This studentship is funded by EPSRC iCASE with Tata Steel.
Start date: 1 October 2017
Iron ore sintering is a crucial process within an integrated steel works which must meet the stringent chemical and physical criteria to prepare the ferrous burden for the blast furnace. It must also re-use a range of reverts that arise from across the steel works to ensure the cost-effective production of liquid iron. In this way, material can be recycled, recovering valuable Fe and C units.

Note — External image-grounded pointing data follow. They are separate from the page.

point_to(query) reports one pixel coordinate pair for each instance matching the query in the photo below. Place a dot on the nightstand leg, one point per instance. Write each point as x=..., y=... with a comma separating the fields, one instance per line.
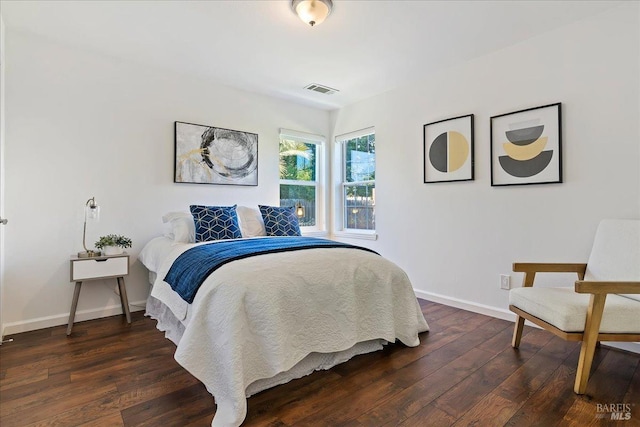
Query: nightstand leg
x=123, y=298
x=74, y=305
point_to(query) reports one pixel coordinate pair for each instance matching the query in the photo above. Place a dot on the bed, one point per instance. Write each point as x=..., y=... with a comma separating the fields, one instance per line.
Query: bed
x=259, y=320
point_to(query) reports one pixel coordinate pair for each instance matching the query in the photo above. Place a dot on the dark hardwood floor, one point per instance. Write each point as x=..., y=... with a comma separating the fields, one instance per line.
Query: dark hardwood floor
x=463, y=373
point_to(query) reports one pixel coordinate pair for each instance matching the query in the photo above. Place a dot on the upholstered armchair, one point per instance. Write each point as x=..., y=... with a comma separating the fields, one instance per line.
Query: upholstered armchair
x=604, y=304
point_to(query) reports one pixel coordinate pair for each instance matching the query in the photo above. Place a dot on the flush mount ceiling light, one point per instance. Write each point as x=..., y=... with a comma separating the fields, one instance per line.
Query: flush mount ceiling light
x=312, y=12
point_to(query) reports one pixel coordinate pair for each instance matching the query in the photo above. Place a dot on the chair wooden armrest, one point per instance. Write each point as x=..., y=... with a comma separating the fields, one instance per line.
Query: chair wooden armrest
x=531, y=268
x=584, y=287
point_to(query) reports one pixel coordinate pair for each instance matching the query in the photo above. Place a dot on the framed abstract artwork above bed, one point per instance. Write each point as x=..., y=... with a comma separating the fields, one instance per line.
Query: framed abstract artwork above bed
x=212, y=155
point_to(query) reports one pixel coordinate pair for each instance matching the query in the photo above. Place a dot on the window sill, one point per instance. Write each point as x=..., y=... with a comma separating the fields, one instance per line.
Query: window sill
x=314, y=233
x=356, y=235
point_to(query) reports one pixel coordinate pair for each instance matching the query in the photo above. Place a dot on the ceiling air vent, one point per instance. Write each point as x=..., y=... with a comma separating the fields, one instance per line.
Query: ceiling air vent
x=321, y=89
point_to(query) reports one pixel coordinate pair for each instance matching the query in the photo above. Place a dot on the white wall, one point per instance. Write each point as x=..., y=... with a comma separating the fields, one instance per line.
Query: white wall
x=2, y=126
x=82, y=125
x=454, y=239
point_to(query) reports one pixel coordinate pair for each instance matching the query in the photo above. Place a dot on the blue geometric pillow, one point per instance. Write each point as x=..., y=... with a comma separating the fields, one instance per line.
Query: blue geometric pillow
x=280, y=221
x=215, y=222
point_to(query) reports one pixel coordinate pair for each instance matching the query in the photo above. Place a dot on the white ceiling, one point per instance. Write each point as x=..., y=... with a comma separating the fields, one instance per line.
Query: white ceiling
x=362, y=49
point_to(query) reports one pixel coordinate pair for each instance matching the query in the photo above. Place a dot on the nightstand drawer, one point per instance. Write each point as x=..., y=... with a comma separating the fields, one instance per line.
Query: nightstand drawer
x=86, y=269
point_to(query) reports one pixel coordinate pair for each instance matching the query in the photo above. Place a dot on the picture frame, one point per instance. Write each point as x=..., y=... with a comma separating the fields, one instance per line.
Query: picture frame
x=526, y=146
x=449, y=150
x=213, y=155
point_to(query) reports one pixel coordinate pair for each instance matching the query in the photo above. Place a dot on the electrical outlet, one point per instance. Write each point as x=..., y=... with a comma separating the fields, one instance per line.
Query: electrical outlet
x=505, y=281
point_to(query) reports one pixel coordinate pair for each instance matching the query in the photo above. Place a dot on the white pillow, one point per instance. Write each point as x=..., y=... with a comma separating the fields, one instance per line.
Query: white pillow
x=250, y=221
x=181, y=225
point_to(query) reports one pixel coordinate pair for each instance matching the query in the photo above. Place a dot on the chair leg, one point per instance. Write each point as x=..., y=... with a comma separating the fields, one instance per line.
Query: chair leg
x=590, y=337
x=517, y=332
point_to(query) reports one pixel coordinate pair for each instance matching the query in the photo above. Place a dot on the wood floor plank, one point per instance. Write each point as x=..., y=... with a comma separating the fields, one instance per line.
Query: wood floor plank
x=464, y=372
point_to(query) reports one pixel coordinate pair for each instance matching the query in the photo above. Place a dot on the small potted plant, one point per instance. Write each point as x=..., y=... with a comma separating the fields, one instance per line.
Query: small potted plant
x=113, y=244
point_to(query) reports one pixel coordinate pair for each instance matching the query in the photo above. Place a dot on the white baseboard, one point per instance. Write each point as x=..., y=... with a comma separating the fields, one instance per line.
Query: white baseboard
x=62, y=319
x=503, y=314
x=467, y=305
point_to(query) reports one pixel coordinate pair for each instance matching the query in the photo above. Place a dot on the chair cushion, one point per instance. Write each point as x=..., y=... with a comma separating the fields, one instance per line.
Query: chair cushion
x=567, y=310
x=615, y=253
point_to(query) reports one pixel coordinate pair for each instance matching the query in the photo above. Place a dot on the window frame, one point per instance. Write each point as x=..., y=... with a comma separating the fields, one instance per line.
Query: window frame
x=340, y=212
x=319, y=141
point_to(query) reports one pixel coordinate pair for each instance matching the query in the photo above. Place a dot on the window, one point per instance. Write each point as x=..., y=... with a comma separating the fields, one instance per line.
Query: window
x=358, y=180
x=300, y=175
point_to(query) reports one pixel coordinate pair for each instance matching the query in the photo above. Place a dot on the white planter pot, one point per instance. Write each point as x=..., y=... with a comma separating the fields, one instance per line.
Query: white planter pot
x=112, y=250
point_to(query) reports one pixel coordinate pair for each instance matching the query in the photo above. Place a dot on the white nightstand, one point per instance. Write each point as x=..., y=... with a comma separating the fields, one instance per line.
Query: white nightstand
x=103, y=267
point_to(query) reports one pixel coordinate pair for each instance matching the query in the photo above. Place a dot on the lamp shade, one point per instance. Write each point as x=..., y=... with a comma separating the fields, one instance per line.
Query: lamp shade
x=312, y=12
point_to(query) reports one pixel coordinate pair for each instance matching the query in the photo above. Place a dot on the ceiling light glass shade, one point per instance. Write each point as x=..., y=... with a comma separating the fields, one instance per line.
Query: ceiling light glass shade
x=312, y=12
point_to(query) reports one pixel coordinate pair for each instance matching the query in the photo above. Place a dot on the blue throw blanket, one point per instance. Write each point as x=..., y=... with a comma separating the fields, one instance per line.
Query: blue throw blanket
x=193, y=266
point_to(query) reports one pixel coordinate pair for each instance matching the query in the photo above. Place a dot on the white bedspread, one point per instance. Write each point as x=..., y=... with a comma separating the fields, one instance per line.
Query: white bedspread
x=259, y=316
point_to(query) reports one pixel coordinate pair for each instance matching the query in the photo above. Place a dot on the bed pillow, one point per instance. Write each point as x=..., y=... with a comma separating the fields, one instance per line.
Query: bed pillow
x=215, y=222
x=280, y=221
x=250, y=221
x=181, y=227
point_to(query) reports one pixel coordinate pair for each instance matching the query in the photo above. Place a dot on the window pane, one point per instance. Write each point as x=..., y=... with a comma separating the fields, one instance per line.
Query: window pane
x=297, y=160
x=359, y=202
x=360, y=159
x=291, y=195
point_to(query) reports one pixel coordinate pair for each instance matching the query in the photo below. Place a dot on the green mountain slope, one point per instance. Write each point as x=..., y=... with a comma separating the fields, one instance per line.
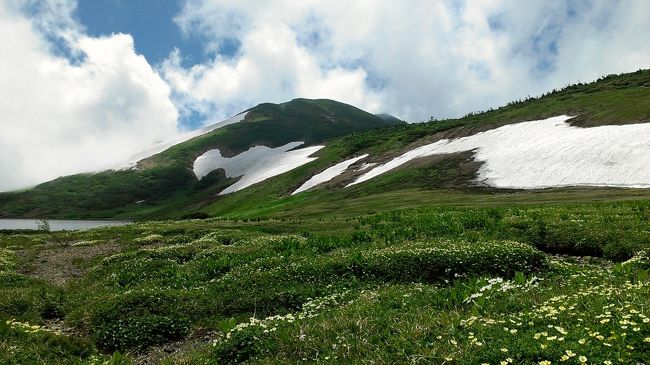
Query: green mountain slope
x=165, y=180
x=165, y=186
x=615, y=99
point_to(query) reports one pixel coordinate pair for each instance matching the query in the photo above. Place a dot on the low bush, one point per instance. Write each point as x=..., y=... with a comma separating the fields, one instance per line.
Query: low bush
x=138, y=320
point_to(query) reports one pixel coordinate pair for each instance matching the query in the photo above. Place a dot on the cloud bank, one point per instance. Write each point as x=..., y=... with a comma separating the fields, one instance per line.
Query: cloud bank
x=61, y=117
x=72, y=103
x=414, y=58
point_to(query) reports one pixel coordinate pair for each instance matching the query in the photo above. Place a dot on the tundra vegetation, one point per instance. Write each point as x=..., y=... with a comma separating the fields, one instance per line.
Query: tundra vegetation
x=449, y=285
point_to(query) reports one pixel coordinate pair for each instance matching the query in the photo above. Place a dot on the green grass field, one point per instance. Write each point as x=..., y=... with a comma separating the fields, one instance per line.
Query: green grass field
x=449, y=285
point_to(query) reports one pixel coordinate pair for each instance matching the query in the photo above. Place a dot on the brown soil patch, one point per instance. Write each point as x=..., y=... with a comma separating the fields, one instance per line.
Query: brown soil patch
x=58, y=264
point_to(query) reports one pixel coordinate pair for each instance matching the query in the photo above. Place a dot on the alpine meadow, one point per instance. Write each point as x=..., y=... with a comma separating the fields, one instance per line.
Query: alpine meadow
x=282, y=226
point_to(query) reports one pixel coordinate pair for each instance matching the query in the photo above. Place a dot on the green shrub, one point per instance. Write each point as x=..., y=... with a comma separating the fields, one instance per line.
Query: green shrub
x=138, y=320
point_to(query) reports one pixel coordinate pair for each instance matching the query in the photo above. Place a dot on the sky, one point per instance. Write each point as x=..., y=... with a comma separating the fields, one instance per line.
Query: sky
x=85, y=84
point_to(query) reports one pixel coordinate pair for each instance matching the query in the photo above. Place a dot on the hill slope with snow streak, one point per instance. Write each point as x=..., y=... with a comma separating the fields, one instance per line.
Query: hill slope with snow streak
x=161, y=146
x=328, y=174
x=254, y=165
x=548, y=153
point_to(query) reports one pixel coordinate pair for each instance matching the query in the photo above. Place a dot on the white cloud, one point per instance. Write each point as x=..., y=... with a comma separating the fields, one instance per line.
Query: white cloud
x=410, y=58
x=60, y=118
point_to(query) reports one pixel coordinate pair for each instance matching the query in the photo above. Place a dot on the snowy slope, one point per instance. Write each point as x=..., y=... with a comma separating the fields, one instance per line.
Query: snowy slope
x=161, y=146
x=328, y=174
x=254, y=165
x=547, y=153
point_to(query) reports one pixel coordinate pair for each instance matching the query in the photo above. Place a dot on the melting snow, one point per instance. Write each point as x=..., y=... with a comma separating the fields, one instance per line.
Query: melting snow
x=161, y=146
x=328, y=174
x=366, y=166
x=254, y=165
x=548, y=153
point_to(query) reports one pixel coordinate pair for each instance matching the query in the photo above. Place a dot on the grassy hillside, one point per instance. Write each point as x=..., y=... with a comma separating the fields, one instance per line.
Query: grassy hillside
x=615, y=99
x=168, y=188
x=166, y=180
x=443, y=285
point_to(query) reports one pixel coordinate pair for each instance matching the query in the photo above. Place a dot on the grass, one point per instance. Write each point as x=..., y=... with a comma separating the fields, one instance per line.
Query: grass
x=440, y=285
x=165, y=181
x=168, y=188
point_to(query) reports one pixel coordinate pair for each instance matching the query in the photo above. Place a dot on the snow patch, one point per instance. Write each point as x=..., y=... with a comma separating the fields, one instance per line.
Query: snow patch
x=328, y=174
x=162, y=146
x=548, y=153
x=256, y=164
x=365, y=166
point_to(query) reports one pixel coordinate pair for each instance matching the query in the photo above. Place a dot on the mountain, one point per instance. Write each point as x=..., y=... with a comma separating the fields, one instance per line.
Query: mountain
x=308, y=157
x=163, y=175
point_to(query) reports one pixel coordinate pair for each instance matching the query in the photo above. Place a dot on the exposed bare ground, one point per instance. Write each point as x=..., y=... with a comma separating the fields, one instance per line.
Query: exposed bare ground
x=58, y=264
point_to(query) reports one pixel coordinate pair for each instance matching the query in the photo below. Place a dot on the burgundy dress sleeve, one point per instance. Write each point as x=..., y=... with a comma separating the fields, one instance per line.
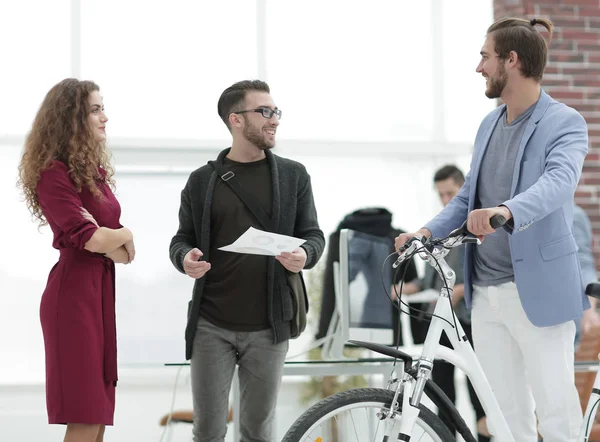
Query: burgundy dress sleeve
x=62, y=204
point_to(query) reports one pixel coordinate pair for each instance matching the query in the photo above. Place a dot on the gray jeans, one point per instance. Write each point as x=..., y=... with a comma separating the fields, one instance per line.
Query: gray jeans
x=215, y=354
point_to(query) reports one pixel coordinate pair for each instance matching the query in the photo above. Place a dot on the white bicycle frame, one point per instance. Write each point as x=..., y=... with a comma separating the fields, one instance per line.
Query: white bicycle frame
x=463, y=357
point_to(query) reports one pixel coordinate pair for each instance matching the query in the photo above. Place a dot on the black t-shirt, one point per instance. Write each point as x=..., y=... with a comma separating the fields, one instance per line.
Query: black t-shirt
x=235, y=294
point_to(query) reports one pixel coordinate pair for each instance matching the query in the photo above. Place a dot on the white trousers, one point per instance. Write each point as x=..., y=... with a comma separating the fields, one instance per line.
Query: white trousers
x=530, y=369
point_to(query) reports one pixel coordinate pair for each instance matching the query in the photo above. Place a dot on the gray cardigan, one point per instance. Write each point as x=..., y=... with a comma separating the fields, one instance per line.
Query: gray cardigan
x=293, y=214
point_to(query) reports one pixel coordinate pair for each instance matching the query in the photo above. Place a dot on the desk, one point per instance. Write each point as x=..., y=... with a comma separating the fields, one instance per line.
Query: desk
x=349, y=367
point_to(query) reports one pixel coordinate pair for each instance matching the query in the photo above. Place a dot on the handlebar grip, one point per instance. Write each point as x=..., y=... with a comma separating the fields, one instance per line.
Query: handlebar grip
x=497, y=221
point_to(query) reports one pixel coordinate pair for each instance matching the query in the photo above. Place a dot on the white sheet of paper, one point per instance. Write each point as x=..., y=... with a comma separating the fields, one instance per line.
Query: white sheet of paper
x=427, y=295
x=259, y=242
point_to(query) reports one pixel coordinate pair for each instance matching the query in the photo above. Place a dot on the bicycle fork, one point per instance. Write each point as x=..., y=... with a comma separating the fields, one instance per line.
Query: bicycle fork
x=401, y=429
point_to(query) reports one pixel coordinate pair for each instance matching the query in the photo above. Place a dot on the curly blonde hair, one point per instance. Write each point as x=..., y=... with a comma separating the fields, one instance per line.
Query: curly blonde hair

During sintering, a blend of iron ores, fluxes, fuels, additives and reverts are added to a slow-moving grate and the top of this bed is ignited. The flame front is drawn through the bed by a strong flow of air, fusing material into pieces of clinker which are cooled, crushed and sent to the blast furnace. The process uses air that must be cleaned before being released along with coke as fuel. This project will study the chemistry of the sintering process and exhaust gases (e.g. particulates, trace organics & metals, NOx and SOx) to reduce emissions. The project will also consider partial replacement of coke (e.g. with biomass materials of sustainable origin). Given the large number of variables, the studies will produce complex datasets that can be interpreted using statistical tools and predictive systems such as principal components analysis (PCA) and artificial neural networks (ANNs). Evaluation of these data and constructed models will provide understanding into the formation of pollutants within the process and possible mitigation strategies.
The results and outputs from these studies will give insights into reducing and optimizing the environmental performance of the plant as well as improving the sustainability of the process. The project will be supervised with a close collaboration of experts from Port Talbot Works, Group Environment and Swansea University. The student will divide their time between these locations in order to maximize the learning opportunities needed to deliver a successful project.
Candidates should have an undergraduate degree (2:1 or higher) in engineering (e.g. materials or chemical engineering related), chemistry or related subject.
The studentship covers the full cost of UK tuition fees, plus an annual stipend of £20,000.
There will also be additional funds available for research expenses.